Ter certo jogo de cintura na hora de cobrar pelo projeto é indispensável, dependendo da complexidade do projeto, do valor que o cliente pode investir, e até mesmo do tempo em que você atua no mercado, o valor deve ser estipulado. Algumas vezes é comum cobrar um valor menor por um projeto para se estabelecer vínculos comerciais com outra empresa, e garantir futuros trabalhos, onde será possível cobrar um valor maior, mas é preciso ter cuidado para fazer isso apenas quando se tem certeza que o cliente realmente manterá seu…

Custos de produção

Estes custos se referem à parte “técnica” do projeto, ou seja, impressão e acabamento. Esses gastos costumam ser mais aceitos pelos clientes, uma vez que se referem a coisas físicas: papel, tinta, etc. Lembre que para o seu cliente cobrar mil reais para projetar determinado material é muito diferente de ter que pagar mil para imprimir.

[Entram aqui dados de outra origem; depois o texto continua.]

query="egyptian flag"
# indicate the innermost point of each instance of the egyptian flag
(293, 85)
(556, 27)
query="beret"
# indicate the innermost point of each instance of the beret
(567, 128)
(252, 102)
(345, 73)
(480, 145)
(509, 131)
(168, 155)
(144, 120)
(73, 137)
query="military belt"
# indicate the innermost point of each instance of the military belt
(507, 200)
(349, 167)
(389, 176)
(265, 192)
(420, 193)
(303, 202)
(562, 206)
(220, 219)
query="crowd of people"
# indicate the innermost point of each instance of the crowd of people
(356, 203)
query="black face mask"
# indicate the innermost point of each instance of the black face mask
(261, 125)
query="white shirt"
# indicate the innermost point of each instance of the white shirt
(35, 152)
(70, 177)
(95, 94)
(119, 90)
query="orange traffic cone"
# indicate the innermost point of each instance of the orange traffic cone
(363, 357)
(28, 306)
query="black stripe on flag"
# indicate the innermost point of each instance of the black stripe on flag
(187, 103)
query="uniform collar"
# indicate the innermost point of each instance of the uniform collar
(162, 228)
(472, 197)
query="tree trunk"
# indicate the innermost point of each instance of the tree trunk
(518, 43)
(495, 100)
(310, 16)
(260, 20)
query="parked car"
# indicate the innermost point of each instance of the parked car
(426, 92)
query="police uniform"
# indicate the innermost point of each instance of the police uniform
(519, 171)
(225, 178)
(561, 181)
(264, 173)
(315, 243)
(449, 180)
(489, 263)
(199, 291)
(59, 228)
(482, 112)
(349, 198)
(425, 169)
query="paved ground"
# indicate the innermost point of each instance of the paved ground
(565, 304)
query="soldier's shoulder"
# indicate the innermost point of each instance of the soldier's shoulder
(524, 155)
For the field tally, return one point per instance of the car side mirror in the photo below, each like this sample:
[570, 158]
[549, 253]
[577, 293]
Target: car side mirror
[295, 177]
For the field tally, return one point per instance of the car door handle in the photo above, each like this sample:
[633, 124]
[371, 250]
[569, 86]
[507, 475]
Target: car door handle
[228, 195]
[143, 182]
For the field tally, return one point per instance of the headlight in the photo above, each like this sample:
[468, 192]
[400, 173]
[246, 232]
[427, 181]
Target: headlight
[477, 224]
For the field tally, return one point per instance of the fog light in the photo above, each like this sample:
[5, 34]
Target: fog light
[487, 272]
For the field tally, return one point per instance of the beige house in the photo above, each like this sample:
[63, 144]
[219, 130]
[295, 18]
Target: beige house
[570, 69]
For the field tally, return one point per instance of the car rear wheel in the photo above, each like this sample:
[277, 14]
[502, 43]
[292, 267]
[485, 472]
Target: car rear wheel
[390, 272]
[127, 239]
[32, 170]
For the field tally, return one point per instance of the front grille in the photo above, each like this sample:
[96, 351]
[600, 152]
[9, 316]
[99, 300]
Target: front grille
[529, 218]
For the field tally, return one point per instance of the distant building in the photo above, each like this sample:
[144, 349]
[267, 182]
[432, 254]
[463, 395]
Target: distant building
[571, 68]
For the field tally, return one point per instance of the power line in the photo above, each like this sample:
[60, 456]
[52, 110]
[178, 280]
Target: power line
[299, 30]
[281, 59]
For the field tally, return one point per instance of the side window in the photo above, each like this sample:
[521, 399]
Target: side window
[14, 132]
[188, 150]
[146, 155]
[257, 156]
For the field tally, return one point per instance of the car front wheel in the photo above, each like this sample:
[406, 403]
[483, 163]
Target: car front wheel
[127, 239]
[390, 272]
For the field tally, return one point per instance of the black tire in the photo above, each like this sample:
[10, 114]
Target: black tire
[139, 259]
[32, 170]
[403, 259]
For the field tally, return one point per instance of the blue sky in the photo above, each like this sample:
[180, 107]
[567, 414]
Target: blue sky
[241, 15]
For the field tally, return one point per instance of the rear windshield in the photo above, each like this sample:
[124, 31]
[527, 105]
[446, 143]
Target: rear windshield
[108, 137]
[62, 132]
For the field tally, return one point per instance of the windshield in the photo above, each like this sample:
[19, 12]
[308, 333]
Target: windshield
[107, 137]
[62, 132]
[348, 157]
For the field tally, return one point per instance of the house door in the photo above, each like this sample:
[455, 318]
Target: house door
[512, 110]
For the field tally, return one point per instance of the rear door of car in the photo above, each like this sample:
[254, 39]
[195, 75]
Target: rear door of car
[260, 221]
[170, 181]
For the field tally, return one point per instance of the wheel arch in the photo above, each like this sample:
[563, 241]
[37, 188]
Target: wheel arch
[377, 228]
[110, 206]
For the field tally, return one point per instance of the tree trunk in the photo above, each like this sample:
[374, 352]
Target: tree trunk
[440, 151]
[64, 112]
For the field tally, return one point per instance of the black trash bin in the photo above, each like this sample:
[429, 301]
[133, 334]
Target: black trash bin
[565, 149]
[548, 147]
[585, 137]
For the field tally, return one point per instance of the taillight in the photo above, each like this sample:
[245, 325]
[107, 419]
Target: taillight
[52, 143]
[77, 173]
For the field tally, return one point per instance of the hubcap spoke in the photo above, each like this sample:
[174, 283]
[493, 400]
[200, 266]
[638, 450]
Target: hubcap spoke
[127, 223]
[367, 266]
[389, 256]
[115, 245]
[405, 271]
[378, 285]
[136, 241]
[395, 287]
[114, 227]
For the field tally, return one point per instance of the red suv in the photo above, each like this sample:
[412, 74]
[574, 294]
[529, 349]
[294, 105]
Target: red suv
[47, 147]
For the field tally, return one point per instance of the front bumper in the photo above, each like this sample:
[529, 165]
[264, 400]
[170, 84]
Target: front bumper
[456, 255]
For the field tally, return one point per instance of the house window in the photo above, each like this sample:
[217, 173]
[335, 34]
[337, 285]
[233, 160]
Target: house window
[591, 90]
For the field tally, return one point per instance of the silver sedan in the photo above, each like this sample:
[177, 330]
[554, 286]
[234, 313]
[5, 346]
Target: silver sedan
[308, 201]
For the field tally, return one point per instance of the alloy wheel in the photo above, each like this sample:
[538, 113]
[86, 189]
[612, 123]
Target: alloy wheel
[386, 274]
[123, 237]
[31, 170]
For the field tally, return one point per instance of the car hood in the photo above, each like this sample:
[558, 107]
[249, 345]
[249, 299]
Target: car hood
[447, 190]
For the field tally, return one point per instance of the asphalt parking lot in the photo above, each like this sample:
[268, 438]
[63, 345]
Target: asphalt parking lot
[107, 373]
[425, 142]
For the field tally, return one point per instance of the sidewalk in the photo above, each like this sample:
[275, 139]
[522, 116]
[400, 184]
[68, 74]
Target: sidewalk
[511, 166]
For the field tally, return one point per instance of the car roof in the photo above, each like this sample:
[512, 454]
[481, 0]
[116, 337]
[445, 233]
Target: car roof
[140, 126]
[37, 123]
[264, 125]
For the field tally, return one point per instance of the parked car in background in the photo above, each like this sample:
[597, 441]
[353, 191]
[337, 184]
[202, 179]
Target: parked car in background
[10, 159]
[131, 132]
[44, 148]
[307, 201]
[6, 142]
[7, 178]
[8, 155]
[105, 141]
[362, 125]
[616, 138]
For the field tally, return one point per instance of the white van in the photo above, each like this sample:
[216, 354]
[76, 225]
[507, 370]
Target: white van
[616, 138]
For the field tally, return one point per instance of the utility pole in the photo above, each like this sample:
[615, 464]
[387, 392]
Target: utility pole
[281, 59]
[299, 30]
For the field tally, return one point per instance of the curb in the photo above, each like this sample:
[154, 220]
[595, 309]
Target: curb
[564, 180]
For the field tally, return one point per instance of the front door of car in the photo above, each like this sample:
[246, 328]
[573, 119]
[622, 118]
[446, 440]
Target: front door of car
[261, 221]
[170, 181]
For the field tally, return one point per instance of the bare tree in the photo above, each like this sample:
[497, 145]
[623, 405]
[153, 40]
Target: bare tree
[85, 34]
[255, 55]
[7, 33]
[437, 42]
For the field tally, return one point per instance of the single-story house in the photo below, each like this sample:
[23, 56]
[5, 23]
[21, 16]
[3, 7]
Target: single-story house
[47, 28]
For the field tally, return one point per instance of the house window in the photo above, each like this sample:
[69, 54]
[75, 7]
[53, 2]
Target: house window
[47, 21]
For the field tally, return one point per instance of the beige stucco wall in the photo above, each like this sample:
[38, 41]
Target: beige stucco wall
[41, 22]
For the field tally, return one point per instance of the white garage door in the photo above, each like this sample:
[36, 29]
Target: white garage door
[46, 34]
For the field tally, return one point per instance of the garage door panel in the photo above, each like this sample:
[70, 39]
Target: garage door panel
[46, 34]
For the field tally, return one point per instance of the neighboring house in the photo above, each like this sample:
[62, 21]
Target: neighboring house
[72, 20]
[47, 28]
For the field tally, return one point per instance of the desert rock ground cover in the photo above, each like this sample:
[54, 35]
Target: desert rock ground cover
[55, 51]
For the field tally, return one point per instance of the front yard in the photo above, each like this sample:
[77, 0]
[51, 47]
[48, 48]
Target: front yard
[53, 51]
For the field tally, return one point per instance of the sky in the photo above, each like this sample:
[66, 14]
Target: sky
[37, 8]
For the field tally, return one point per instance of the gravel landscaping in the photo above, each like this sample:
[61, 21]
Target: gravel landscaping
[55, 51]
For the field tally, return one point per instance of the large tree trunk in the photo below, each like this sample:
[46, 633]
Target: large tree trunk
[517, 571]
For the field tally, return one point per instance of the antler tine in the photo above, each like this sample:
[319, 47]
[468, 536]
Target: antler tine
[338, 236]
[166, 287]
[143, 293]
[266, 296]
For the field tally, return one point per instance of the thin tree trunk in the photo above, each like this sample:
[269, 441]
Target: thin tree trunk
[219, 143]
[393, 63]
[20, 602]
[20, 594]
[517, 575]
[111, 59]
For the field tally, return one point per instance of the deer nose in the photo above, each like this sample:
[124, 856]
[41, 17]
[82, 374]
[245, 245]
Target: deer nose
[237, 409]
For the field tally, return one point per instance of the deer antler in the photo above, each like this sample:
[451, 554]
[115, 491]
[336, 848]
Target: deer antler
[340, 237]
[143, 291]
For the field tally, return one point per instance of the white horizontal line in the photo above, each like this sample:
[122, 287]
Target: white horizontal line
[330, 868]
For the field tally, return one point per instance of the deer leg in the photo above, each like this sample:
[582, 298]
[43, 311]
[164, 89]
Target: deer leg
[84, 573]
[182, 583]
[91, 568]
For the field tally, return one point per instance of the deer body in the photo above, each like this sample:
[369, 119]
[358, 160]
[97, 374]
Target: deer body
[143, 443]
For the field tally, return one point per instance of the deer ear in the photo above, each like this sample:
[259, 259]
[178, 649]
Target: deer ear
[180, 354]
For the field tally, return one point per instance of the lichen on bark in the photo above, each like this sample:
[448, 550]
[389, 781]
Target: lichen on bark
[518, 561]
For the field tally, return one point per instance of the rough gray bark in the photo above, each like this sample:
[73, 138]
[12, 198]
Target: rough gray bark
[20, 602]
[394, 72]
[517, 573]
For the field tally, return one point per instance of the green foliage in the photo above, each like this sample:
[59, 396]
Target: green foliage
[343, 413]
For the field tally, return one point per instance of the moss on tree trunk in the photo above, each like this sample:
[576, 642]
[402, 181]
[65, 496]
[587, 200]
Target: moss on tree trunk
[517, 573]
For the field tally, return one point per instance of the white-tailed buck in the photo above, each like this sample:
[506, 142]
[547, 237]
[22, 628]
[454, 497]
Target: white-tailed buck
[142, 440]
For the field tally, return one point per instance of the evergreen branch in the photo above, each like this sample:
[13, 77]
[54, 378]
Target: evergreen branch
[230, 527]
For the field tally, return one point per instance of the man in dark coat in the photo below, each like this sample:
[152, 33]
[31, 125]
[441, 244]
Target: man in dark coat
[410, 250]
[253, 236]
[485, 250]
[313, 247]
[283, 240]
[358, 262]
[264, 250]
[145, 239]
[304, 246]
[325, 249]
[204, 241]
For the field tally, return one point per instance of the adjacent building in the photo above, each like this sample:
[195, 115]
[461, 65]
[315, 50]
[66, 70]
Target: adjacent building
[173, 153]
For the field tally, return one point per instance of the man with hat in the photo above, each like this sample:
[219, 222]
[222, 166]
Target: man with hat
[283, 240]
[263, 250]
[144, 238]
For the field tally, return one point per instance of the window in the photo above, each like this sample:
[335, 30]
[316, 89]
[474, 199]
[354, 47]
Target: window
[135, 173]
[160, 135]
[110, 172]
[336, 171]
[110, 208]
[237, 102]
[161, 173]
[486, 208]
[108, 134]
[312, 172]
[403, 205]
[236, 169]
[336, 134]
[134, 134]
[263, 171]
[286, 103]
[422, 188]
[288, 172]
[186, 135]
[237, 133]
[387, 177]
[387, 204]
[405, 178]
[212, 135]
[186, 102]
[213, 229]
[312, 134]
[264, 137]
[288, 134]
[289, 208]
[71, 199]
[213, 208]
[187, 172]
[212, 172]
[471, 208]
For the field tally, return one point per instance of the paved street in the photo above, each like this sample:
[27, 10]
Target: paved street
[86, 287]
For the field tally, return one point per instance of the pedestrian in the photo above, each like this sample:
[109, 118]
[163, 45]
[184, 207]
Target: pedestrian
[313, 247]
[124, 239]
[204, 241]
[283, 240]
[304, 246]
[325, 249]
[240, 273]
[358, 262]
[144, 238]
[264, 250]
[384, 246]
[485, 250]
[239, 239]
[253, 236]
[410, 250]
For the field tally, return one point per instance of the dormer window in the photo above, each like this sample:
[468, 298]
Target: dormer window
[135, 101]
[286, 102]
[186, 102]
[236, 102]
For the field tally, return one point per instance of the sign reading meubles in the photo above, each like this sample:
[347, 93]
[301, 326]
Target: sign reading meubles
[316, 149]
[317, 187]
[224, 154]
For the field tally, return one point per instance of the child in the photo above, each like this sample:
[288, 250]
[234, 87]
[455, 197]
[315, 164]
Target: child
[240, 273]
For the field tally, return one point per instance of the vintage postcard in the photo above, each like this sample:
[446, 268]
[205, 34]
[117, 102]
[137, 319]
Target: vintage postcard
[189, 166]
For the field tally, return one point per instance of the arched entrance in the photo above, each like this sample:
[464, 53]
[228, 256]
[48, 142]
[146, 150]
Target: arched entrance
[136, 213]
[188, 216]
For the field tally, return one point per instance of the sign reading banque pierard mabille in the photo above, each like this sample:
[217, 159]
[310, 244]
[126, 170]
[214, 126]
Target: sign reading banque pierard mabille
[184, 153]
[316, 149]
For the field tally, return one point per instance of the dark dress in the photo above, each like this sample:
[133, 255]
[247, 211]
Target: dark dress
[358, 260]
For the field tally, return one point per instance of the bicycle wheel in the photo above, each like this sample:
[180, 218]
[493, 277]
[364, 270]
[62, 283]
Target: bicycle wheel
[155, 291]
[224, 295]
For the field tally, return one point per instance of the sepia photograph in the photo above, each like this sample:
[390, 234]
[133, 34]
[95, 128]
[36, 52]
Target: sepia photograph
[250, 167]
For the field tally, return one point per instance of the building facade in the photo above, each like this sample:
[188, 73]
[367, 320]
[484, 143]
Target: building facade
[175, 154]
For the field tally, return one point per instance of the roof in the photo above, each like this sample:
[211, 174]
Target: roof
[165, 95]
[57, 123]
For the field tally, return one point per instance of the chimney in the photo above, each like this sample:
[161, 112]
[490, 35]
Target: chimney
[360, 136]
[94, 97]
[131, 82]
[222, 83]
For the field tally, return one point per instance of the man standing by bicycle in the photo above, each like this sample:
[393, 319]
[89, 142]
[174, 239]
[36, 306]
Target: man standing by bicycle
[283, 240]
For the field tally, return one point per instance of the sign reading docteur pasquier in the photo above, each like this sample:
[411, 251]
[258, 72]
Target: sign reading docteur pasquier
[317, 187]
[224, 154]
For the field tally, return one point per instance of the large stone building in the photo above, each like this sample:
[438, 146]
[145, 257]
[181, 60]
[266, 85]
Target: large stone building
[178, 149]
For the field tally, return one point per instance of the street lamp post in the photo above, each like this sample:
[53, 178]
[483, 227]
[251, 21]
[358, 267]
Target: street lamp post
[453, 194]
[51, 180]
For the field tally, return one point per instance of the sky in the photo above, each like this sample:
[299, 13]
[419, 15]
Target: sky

Uma prática que muitos profissionais usam para poderem reduzir o valor do projeto perante os olhos do cliente é cobrar comissão de gráfica. Essa prática é um dos maiores motivos de discussão dentro do Design, de um lado os profissionais que são contra, do outro aqueles que apoiam a técnica. Não cabe a este post discutir se essa prática é saudável para o mercado e se deve ser abolida, mas acho que a discussão ainda esta bem longe de acabar.

Enfim, o que fazer?

Na hora de iniciar um projeto, como já discuti em posts anteriores, é importante ter bem claro todas as limitações do projeto. Infelizmente, o dinheiro influencia (e muito) nessas limitações, uma vez que é através do valor que temos disponível que definimos métodos de impressão, acabamentos, etc.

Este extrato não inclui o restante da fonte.